Le syndrome du bébé secoué (SBS) désigne un type de traumatisme crânien provoqué par le secouement violent d’un jeune enfant. Afin d’améliorer la prise en charge des enfants victimes du syndrome, la Haute Autorité de santé (HAS) actualise, le 29 septembre 2017, la précédente recommandation de bonne pratique, établie en mai 2011. Elle est destinée à l’ensemble des professionnels des secteurs médico-sociaux ou juridiques. Elle est élaborée avec la Société française de médecine physique et de réadaptation (SOFMER).

Un diagnostic affiné

La HAS définit les causes du SBS. Les secousses à l’origine du syndrome sont toujours violentes, produites le plus souvent par une saisie manuelle du thorax du bébé sous les aisselles. Les enfants de moins de deux ans sont les plus concernés. Les symptômes les plus fréquemment répertoriés sont les suivants :

  • troubles de la vigilance et de la conscience allant jusqu’au coma ;
    apnées sévères ;
  • convulsions répétées ;
  • hématomes ;
  • signes d’hypertension intracrânienne aigüe ;
  • hypotonie axiale ou déficit moteur brutal ;
  • pâleur ;
  • hémorragies rétiniennes.

Les progrès de l’imagerie médicale améliorent le diagnostic. L’imagerie cérébrale permet d’observer la présence de lésions d’âge différent indiquant la répétition des secouements infligés.
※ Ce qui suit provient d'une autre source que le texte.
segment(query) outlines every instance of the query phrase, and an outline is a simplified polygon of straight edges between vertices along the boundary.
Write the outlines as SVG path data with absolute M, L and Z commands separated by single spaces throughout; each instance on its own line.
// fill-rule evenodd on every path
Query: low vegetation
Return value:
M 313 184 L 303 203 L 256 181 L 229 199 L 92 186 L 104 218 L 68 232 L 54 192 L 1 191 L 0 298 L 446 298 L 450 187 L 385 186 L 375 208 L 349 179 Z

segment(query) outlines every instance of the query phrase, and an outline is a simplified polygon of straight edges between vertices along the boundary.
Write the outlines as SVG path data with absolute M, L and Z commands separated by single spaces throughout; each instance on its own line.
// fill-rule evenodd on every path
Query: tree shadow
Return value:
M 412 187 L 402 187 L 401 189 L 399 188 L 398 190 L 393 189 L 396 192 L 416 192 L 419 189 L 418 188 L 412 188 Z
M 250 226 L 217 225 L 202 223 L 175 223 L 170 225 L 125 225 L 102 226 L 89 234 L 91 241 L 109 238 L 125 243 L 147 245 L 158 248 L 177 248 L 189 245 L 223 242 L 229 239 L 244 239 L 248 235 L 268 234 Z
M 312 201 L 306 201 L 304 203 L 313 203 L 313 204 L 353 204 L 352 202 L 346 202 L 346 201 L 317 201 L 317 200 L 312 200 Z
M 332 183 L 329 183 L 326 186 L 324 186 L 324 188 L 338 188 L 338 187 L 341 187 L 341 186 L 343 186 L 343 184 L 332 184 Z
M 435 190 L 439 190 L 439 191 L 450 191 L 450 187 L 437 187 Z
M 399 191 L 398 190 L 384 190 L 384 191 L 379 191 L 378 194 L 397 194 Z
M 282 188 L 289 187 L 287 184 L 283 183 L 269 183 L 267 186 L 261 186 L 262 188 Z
Elle améliore la datation des blessures.

Par ailleurs, il existe des secouements sans impact sur la santé de l’enfant tels que : la promenade en poussette, en voiture, les jeux, les gestes malencontreux du quotidien, le secouement par un autre jeune enfant ou les chutes de faible hauteur.

Des conséquences graves

Pour les enfants victimes, le SBS entraîne des lésions intracrâniennes et/ou oculaires ainsi que d’autres lésions associées : cérébrales, de la nuque et osseuses. Les conséquences sont le plus souvent irréversibles. Elles peuvent causer la mort de l’enfant. La HAS insiste sur la nécessaire hospitalisation de l’enfant en cas de suspicion du SBS.

Pour les personnes reconnues coupables du SBS, les peines encourues vont de 5 ans d’emprisonnement à 30 ans de réclusion criminelle.

Préconisations

Afin de lutter contre ce phénomène, la Haute Autorité dresse une liste de préconisations parmi lesquelles figurent :

  • le renforcement de la prévention du SBS par la formation des professionnels de la petite enfance ;
  • la sensibilisation des parents et gardiens d’enfants ;
  • le développement du dialogue entre les équipes hospitalières et les familles ;
  • la mise en place d’un protocole sur les modalités de signalement entre le parquet, l’établissement hospitalier et le président du conseil départemental.